For Sarah Flaherty, who plans to go into emergency medicine, it was news of a tremendous opportunity. She'll be doing her residency at Harvard Medical School's Beth Israel Deaconess Medical Center.
"The opportunities are amazing up there, and Boston is such a great city," said Flaherty, who is originally from Massachusetts but most recently has lived in Charleston. "And for someone going into emergency medicine, it's so important to be in an urban area."
She said she's just thankful for a strong education at Marshall that helped her qualify.
David Francke was just as excited Thursday to learn he'd be staying for a residency at Marshall. The 29-year-old has a focus on internal medicine, and is glad he won't have to displace his wife, Becky, a pharmacist for Rite Aid, and their 4-month-old son, David.
"We're happy," he said. "That makes a lot of things more simple. It's where we wanted to be."
Aimee Neill also got her first choice, a residency in family medicine at Spartanburg Regional Healthcare System in South Carolina. Her long-term goal is to do primary care in third-world countries, but she is pleased to be heading to Spartanburg for now.

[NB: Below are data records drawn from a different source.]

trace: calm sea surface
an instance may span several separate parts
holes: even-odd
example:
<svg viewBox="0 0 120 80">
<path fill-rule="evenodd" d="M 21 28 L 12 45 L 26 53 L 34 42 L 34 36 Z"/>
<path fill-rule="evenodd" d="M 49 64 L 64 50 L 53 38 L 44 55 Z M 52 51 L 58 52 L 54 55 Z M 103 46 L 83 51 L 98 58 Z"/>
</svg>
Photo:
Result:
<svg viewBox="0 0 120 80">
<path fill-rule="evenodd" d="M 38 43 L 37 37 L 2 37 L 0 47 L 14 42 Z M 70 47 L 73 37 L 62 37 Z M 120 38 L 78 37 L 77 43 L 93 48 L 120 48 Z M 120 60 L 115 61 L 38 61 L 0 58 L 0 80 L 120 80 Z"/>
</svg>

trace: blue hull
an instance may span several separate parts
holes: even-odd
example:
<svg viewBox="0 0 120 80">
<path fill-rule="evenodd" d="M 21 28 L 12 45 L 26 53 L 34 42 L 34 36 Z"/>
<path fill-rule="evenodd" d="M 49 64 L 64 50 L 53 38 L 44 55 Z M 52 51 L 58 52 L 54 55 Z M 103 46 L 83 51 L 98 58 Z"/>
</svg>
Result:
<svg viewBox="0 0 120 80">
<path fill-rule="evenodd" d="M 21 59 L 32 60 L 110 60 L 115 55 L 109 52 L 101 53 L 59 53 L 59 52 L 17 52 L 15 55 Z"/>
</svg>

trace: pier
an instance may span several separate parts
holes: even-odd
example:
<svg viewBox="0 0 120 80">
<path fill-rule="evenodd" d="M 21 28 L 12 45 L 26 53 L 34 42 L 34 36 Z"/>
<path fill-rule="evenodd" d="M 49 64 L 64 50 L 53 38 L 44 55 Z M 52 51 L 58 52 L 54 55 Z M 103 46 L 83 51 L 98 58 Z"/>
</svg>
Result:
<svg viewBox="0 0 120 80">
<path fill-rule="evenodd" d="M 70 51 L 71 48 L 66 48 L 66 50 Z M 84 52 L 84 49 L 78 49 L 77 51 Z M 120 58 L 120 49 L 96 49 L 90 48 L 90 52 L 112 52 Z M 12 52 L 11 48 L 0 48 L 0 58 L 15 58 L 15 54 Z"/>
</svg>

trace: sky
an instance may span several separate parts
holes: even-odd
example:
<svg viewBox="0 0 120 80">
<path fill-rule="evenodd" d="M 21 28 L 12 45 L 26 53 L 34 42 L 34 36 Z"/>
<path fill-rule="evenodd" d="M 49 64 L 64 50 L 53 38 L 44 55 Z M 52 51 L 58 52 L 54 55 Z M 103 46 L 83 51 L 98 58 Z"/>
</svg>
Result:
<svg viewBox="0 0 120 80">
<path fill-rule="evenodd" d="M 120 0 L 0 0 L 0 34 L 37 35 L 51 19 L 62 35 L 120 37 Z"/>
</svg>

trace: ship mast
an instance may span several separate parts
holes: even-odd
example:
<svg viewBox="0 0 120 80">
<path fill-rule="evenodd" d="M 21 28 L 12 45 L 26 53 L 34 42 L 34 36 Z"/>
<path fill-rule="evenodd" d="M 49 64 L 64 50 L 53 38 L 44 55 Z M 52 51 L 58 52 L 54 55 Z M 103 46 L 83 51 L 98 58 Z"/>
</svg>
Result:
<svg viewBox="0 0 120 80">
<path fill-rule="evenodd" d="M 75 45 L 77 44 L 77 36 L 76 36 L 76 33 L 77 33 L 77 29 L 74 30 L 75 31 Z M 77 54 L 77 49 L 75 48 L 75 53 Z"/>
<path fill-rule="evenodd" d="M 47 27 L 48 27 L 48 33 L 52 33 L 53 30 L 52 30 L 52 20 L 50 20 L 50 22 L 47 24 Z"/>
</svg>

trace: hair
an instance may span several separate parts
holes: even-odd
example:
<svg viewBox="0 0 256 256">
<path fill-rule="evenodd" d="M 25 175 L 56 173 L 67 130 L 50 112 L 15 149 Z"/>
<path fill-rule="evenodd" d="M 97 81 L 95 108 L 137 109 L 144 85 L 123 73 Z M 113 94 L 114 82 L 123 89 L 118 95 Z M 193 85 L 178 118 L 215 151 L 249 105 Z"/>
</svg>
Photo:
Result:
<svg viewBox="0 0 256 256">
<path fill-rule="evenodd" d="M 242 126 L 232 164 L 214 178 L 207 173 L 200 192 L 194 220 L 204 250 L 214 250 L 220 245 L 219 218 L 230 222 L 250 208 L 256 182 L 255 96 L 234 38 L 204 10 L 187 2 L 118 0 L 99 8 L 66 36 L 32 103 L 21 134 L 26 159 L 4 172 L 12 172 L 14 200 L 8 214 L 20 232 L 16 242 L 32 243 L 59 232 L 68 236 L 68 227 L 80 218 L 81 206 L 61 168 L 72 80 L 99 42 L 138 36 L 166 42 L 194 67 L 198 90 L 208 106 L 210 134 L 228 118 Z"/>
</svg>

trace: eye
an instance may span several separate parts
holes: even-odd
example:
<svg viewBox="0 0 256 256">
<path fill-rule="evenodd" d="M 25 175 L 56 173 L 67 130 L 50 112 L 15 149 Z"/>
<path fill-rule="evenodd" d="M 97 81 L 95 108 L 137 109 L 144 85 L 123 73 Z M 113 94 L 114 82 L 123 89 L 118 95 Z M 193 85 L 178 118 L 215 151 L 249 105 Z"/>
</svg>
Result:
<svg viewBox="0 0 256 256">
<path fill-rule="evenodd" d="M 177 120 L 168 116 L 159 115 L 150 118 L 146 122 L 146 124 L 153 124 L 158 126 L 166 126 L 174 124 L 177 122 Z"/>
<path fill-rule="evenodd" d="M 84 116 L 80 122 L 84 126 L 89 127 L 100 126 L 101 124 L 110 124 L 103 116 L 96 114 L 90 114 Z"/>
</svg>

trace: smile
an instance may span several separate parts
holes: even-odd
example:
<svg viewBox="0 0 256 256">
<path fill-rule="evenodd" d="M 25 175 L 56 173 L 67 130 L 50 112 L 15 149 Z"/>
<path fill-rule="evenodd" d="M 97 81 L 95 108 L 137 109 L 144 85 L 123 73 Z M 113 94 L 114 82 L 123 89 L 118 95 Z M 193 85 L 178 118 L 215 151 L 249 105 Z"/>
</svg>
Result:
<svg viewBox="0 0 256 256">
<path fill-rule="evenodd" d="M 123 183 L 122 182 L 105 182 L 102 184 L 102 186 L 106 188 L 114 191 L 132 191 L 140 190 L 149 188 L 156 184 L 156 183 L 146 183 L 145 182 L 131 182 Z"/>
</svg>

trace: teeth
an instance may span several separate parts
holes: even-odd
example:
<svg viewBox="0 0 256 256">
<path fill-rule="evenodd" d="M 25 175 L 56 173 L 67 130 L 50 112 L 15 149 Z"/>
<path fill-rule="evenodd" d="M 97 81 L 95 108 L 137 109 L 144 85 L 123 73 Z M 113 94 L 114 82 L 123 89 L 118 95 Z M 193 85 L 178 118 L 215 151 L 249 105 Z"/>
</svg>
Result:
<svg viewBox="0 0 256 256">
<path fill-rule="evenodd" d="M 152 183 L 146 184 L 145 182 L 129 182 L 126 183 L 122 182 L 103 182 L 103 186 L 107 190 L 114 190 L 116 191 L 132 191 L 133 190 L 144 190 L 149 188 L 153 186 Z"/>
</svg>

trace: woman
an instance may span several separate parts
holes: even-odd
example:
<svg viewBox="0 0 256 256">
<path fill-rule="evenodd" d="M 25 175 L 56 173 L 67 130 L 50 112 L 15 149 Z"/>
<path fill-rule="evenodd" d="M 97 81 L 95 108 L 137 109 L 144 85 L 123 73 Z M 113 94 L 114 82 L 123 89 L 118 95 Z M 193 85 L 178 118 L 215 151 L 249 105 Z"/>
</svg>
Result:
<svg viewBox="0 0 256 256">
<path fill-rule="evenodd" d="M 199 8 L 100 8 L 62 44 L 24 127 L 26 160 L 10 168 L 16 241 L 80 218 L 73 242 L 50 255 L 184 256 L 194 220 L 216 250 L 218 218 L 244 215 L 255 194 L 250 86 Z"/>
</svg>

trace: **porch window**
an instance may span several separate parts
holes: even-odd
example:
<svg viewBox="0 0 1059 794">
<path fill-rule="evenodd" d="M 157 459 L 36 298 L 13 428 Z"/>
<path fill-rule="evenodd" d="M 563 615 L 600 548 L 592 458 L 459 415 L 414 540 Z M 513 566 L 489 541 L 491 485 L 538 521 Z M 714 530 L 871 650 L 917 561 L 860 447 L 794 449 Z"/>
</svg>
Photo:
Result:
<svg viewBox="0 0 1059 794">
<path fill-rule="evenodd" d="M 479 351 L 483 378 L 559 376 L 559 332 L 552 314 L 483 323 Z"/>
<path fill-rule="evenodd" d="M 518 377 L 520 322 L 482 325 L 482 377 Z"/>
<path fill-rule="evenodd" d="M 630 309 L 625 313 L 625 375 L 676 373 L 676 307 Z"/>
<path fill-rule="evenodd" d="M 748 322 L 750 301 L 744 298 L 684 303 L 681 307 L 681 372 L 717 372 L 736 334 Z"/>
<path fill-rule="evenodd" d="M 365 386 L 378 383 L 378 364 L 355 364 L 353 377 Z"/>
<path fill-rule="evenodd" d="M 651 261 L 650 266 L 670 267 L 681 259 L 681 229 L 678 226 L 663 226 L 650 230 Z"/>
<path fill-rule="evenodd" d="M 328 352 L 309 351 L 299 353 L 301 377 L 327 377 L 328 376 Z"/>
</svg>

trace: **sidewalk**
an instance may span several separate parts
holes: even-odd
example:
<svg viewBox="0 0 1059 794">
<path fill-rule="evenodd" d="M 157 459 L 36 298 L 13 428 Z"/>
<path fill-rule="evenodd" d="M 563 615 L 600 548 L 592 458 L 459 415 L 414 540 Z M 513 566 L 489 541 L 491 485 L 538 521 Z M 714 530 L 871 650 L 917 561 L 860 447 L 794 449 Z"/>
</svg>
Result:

"It's a very strong program," she said. "And it's close enough to here, but with warmer weather."
Among the group of students, about 60 percent have a focus on primary care, Veitia said. That's about three times the national average. Marshall also has about 2.5 times the average percentage of students going into pediatrics and 1.5 times the average percentage going into obstetrics/gynecology, according to information from the medical school.
Patty Patel is thrilled about her residency in pediatrics at the University of Kentucky because that's where her fiance, Vishal Vaghela, is in his second year of residency already. They're getting married in May.
"This is perfect," she said. "I want to cry, but I won't."
Marshall also is proud of student Amul Bhalodi -- the first student to get a match in a urology residency in more than 20 years, Veitia said. He'll be doing his residency at New York Medical College, with long-term plans to come back home to West Virginia and join his father's practice in Beckley.
"(New York) was my first choice," he said. "I rotated there, and I've always lived in West Virginia and wanted to head out."